Autant l'été est plus délicieux que l'hiver, la pomme que le brabyle,
Autant la brebis est plus douce que l'agneau,
Autant la vierge l'emporte sur la femme trois fois mariée,
Autant la biche est plus légère que la génisse, autant le rossignol
Est le meilleur chanteur de tous les oiseaux,
Autant tu as réjoui mon cœur, toi, en paraissant, et j'ai couru
Comme à l'ombre d'un chêne le voyageur rôti par le soleil.
Puissent les amours souffler égaux sur nous deux,
Et que nous soyons chant aux hommes de l'avenir :
« Ils furent divins, es deux-là, parmi les générations
De jadis. » - « Celui qui inspirait », dira le Spartiate,
« Et l'autre, » dira le Thessalien, « insufflait. » -
« Et ils s'aimèrent l'un et l'autre d'un joug égal. » - « Ah, oui ils furent
Des hommes de l'âge d'or, quand l'aimé aimait en retour. »
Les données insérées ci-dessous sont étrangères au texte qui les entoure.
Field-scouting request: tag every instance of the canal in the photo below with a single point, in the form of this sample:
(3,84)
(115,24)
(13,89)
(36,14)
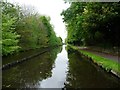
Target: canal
(60,67)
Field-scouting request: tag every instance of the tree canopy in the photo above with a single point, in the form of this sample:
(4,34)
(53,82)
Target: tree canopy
(93,23)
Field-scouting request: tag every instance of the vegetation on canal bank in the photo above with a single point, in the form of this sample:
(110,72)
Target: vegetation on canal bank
(23,29)
(93,24)
(107,64)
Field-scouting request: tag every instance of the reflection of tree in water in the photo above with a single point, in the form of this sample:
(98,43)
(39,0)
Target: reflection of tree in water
(30,73)
(83,74)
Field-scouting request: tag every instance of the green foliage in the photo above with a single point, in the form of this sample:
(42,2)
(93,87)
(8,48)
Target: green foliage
(104,62)
(24,29)
(9,36)
(92,23)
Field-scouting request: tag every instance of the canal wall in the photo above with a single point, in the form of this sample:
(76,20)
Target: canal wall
(110,71)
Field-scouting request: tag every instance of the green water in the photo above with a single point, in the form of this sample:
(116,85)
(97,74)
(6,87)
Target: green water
(58,68)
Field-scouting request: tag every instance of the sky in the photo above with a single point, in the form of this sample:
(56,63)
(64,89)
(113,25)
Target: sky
(51,8)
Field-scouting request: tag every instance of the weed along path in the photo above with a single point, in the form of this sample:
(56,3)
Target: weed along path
(105,55)
(61,67)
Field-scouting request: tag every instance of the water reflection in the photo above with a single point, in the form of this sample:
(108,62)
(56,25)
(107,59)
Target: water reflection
(58,68)
(83,74)
(30,73)
(58,73)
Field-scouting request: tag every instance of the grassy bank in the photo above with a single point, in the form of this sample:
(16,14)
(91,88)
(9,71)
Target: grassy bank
(107,64)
Ô que cela s 'accomplisse, fils de Cronos ! Et vous, Immortels
Sans vieillesse ! Et que dans deux cents ans
Quelqu'un vienne me dire dans l'Achéron sans retour :
« Ton amour et le beau garçon qui t'insufflait
Sont aujourd'hui sur toutes les lèvres, surtout chez les jeunes. »
Mais de ces choses les dieux disposent.
Il en sera comme ils veulent. Et moi, en célébrant ta beauté,
Je ne me verrai pas pousser au-dessus du nez les boutons du mensonges,
Car si tu me causes quelque morsure, aussitôt tu la guéris,
Tu me dédommages au double, et je pars plus que comblé.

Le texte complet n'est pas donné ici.